The Biggest Danger with Students and Schools
We hear folks lament our failing school systems every week. At least I do. My response is always the same—teachers are my biggest heroes but the system we’ve created over time is faltering. Let me unveil one of my biggest concerns which may just be the biggest danger we face in education.
Students are cheating to get ahead. This may not be anything new—but they are cheating in larger numbers than any generation measured before them. They will cheat in elementary school for the challenge; they’ll do it in middle school to get by; they will cheat in high school to get into their preferred college. Students at both public and Christian schools do it and many of them even admit to it.
The sad news is—a large number of states report a growing number of teachers who cheat as well. On March 7, 2011, USA Today ran a front page article reporting teachers who adjusted test scores to make their school fair better when compared to other districts and nations. They studied results from states such as Arizona, California, Colorado, Florida, Michigan and Ohio—and discovered a disparity between an entire class’ performance one year and their performance the next. In the end, teachers began admitting to adjusting the scores.
The danger? Education seems to be valuing the product more than the process, as time marches on. Instead of focusing on the art of learning to think well, we all just want to get the right score. Who cares if the kids learned how to solve problems or discovered how to think critically? We want to look good. We want to feel good as we compare our results to Japan or Denmark. We just want to get to the goal.
When I was a teenager, I ran long distance on the track team. Tom, one of my fellow runners, and I were qualifying in a heat to run in the regional competition the following week. Tom decided to do something strange and illegal. Halfway through the race, he ducked behind the bleachers, where no one could see him. He caught his breath, and on the last lap, rejoined the race. He obviously won and qualified to compete in the regional championship. Can you guess what happened? He wasn’t ready for the harsh competition. He vomited twice and dropped out.

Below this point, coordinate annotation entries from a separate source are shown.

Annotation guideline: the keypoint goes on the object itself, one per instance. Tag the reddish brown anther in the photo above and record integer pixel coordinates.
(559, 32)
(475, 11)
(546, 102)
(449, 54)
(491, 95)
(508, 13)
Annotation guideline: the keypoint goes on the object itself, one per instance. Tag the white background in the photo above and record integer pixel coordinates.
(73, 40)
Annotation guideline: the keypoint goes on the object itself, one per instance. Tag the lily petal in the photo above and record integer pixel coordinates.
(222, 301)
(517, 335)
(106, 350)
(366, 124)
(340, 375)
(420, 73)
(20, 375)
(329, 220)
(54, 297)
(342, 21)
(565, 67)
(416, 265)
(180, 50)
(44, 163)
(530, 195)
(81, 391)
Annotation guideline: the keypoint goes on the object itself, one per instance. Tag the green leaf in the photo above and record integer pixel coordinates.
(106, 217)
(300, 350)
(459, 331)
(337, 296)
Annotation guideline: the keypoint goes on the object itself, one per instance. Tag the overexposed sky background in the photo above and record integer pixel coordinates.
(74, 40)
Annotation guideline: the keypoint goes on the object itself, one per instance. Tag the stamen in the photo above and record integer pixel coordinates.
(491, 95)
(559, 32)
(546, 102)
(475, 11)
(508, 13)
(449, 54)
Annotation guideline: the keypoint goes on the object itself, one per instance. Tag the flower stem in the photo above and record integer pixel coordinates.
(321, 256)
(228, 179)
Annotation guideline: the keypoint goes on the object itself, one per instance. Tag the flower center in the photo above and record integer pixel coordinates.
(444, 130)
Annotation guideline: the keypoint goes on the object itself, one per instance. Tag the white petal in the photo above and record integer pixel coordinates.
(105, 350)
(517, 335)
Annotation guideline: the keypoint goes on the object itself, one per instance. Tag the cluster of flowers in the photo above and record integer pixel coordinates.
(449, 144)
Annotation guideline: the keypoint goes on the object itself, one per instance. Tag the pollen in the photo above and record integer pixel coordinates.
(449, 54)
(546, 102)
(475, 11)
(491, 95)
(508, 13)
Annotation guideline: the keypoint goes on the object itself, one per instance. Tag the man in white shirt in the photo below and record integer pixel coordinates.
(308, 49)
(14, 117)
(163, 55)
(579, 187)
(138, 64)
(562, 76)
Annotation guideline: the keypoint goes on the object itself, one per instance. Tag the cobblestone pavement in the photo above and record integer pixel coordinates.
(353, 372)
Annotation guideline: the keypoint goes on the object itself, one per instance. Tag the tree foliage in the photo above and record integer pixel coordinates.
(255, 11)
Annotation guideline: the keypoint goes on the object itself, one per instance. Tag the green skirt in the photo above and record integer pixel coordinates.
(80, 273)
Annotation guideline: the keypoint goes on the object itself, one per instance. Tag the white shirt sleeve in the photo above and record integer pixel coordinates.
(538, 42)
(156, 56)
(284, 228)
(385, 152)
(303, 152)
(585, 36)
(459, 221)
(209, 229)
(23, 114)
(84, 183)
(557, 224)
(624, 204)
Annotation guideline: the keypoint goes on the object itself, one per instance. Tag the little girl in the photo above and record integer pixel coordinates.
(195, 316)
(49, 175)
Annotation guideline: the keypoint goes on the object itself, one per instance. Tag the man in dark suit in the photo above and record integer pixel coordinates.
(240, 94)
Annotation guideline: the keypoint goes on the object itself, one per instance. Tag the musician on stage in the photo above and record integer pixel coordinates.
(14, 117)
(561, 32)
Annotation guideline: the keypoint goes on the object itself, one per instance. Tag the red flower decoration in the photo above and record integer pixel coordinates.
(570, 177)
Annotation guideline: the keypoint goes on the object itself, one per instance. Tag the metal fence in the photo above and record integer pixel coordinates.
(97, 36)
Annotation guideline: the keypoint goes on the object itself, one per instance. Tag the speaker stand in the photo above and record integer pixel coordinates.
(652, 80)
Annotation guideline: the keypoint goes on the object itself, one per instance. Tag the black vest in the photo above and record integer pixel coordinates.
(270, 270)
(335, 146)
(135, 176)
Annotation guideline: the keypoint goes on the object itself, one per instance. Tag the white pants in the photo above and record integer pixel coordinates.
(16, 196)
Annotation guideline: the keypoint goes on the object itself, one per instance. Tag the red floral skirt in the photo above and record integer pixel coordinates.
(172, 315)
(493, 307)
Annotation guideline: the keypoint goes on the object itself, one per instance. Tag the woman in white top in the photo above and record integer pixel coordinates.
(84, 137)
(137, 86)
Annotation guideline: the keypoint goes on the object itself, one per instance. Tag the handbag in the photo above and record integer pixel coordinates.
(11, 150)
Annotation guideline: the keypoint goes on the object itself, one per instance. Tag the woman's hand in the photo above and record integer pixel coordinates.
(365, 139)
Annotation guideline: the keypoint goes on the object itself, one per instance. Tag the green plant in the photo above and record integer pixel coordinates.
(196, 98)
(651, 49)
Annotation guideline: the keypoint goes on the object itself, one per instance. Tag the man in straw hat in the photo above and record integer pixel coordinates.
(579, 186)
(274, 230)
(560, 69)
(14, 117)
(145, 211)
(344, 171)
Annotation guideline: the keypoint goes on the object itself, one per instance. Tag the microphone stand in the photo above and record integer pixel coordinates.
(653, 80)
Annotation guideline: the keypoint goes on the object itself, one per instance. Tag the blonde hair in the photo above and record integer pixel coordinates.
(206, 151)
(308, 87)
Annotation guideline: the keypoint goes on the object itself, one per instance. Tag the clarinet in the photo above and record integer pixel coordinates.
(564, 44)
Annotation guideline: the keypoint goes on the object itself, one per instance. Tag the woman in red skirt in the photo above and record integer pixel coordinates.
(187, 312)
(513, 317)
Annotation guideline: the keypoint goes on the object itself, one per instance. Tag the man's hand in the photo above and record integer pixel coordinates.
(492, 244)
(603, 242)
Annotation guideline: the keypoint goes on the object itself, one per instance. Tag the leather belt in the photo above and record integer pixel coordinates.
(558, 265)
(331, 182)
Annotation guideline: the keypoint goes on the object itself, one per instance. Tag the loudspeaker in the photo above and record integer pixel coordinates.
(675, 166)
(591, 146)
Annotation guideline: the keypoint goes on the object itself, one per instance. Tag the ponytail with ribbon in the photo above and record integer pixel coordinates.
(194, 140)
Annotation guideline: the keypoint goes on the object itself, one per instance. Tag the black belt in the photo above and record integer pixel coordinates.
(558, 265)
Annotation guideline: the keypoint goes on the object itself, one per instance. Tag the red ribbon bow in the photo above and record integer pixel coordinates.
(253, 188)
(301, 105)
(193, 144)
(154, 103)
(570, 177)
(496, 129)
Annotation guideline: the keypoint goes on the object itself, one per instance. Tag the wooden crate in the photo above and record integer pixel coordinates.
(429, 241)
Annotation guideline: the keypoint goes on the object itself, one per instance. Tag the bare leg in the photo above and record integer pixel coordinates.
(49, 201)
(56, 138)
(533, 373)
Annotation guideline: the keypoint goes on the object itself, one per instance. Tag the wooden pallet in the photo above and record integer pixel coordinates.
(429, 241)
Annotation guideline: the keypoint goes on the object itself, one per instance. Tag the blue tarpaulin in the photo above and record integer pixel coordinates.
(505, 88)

He’d cheated to get there. He valued the result more than the journey; the product more than the process. It always shows up in the end. In education, this will kill us, unless we get back to the basics and teach our students how to think, regardless of their test scores. If we care about the future, our economy, the global competition they will face and their readiness for adulthood—we will value the process.
Am I too old-fashioned? Am I making too big a fuss about this?